I started out as I expected to. Meaning, I was quiet and reserved. I stayed out of big groups and I just listened to everything. I spoke to a few people and I kept trying to calm the butterflies in my tummy. Pretty standard stuff. But then I realised that the file they gave me was not supposed to be empty. Or actually, that it was supposed to be filled with papers and stuff.

That's when I started to panic. I managed to get what I need from the office but I was already too far gone by then. During the Dean's speech, he ended with a few example cases. Like, there's a 6 year old male who is being disruptive in class and does not pay attention. You have to come up with a diagnosis. Does he have a learning disability, if so, which one. And you have to come up with learning programme that suits his needs.

BAM!

That's the first taste I got. Definitely interesting. And totally new. I had no idea what my answer would possibly be. The Dean said that the point is, Uni is preparation so that by the end of 3 years, we should be able to answer these questions.

And then we went on to the English Proficiency Exercise. I thought, yea, I can do this. I mean, I'm not being cocky or anything, but I can read, write and converse in English pretty well. So, there's a high possibility that I'll do well in this and not have to take English for Psychology 101. We had to answer one of three questions. It was a short essay question. Our answers were to be between 200-250 words. Piece of cake; or so I thought. I saw the questions and my heart dropped.  (Cue second BAM!)

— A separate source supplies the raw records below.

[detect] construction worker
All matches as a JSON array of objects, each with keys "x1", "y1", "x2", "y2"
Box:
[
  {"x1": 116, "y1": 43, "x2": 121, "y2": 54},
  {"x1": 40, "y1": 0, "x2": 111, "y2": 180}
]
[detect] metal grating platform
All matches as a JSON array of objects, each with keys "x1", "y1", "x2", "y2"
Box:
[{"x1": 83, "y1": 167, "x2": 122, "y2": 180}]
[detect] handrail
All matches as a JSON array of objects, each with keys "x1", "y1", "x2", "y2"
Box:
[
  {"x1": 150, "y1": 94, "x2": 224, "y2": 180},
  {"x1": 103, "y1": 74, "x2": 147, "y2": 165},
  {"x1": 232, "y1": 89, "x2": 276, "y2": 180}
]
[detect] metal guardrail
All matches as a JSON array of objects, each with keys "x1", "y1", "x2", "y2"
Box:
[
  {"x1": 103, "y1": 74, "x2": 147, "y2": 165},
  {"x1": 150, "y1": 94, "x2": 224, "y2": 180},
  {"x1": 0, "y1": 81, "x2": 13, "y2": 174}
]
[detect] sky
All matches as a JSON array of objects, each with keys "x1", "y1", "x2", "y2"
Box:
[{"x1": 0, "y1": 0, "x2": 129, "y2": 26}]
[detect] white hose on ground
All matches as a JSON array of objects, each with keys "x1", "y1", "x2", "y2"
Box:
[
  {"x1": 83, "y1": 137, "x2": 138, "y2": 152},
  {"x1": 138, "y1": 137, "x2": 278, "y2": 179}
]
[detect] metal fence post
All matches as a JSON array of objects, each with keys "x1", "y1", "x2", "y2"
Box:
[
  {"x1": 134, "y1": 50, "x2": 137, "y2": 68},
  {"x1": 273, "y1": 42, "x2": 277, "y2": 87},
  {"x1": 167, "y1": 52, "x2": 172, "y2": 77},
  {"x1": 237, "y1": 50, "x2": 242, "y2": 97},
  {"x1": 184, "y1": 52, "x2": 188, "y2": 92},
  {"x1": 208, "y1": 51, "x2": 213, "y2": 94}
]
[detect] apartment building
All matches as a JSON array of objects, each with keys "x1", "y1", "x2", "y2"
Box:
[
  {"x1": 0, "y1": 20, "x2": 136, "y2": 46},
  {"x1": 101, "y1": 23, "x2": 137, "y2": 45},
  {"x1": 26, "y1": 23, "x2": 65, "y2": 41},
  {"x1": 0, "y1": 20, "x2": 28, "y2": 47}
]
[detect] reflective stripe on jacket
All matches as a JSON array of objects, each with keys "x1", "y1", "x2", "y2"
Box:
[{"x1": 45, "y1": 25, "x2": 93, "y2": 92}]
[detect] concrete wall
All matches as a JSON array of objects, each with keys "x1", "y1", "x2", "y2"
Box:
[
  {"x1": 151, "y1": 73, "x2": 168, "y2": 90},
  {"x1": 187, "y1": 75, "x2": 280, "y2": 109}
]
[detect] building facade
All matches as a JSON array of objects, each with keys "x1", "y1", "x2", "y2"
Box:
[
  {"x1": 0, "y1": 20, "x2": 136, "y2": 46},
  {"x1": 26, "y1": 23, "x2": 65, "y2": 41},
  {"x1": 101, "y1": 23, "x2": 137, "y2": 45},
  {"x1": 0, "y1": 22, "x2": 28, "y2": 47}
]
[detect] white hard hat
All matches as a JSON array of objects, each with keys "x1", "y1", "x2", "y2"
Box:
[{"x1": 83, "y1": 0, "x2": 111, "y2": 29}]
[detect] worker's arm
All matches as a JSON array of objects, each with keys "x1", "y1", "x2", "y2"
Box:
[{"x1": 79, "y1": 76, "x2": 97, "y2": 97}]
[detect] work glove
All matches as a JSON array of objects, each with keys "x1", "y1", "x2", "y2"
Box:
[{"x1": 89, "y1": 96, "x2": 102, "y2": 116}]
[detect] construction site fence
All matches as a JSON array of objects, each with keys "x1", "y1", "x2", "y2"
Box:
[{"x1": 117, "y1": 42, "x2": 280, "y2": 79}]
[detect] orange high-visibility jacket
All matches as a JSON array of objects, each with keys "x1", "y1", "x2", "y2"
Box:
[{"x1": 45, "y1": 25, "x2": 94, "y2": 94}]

Q1 was the easiest question on the screen. Why did you choose psychology and what do you see yourself doing after you graduate. Questions 2 and 3 had me stumped. They were more psychologically based. I can't remember the exact questions but they were something along the lines of this: What psychological problems do you think this country faces and what do you think is the best way to overcome it. Something like that.

Anyway, what I'm trying to say is, I chose to answer question 1. Why? Because I didn't feel intellectually capable of answering either one of the other 2 questions. I have no idea what I think are the psychological problems this generation faces nor do I have any clues or ideas as to how the problem could be tackled.

I felt dumb, to be honest. I felt totally, and completely incapable of answering those questions. I don't know enough. Heck, I don't know anything! I don't read non-fiction books. I don't read psych books. I read fiction. Ask me about how to stop a genius, evil pixie from taking over the world or what a thestral is; those questions I can answer. So, ever since I saw those questions up on the screen, the butterflies in my stomach refuse to calm down. I managed to submit an answer to question one which I hope is good enough to exempt me from the EP101 class.

However, I still feel too dumb. I don't know why on earth I thought I could do psychology. I mean, sure, I did pretty well in STPM but I did Pengajian Am, BM, Econs and English Lit. Non of those subjects have anything to do with Psychology. So, what on earth was I thinking? What did I get myself into?

Here's what popped into my head: That West Wing episode when Josh got shot and had a flashback to when Bartlet just won the elections. Donna was interviewed by someone from a magazine and the writer commented that Donna had a Bambi-esque quality about her. She was told my a White House staffer that there's a nuclear warhead in the Rose Garden, which Donna then told the interviewer who promptly included that piece of information in the magazine. When Donna realised that it was a prank, she said; "I'm too stupid to live!"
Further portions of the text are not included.